The Golden Rule of Student Retention

Posted on August 16, 2009

People often ask, “What is the best tool to improve student retention?” My answer is what I call The Golden Rule of Student Retention: reach out to students when they need your help the most. If you can do this on a consistent basis, your retention numbers will improve dramatically. All the best student retention efforts follow this rule. For instance, First Year Experience programs help students when they are adjusting to college life. An early alert system’s mission is to catch struggling students before it’s too late. Mentoring programs put experienced people in place to help guide students along, especially in times of need.
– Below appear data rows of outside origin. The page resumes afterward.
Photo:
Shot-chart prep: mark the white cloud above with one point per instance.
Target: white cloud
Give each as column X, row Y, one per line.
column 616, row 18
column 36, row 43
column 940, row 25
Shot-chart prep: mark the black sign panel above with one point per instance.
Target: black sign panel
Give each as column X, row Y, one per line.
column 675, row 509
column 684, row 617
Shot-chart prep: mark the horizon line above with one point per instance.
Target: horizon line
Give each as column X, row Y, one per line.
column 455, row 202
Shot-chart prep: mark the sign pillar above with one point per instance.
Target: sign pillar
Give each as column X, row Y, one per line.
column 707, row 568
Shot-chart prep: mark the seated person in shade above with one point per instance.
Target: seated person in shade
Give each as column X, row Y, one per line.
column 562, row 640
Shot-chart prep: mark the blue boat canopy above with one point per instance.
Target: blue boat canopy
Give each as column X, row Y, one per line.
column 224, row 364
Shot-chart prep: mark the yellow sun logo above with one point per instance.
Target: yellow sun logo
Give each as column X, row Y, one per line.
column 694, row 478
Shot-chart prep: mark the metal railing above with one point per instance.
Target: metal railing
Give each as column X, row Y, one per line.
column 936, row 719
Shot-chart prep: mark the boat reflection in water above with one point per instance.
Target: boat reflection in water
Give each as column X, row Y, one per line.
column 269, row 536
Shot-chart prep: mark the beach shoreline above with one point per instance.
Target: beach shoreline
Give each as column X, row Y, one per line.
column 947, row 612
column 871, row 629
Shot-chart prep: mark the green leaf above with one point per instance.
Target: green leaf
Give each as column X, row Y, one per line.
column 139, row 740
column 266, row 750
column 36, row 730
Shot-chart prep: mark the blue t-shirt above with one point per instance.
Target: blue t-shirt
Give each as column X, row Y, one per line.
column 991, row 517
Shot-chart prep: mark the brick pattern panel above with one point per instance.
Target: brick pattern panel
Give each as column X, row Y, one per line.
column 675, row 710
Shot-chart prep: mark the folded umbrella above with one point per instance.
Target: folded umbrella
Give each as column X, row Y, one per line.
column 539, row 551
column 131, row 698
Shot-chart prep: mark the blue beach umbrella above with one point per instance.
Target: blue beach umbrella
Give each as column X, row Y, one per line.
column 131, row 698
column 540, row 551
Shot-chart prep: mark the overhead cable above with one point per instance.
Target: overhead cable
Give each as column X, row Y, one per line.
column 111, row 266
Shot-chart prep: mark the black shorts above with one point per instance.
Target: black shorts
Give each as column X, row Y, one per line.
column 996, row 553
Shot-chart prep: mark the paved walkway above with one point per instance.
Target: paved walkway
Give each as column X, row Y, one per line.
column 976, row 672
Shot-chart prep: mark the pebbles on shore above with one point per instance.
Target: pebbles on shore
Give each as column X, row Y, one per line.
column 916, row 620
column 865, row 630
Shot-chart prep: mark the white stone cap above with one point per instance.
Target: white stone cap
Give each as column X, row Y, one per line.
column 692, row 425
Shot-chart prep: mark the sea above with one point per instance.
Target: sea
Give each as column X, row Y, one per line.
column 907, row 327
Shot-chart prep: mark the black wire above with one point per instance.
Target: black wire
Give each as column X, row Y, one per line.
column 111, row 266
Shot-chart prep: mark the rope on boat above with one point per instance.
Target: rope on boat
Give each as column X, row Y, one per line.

Is your school following this rule? If so, how efficient are your efforts? Mid-term grades are a great example of an attempt to help students that arrives too late. Here’s an all too common scenario: the mid-term test is given, a week later the grades are recorded, another week later the information gets to student services, and then another week passes before the data is acted upon. After all these delays, the student gets an email or phone call about a test they bombed three or four weeks ago. This is too late! The crisis in the student’s mind is all but over, and the school missed an opportunity to help them manage. Timely intervention would have scored your school major points in the student’s mind and more importantly their heart.

The Golden Rule of Student Retention is real and its power is undeniable. If you doubt, ask someone who recently had a traumatic experience how they feel toward people who helped them in their time of need. Then ask how they feel about people who sent them an email a month later. It’s not the same.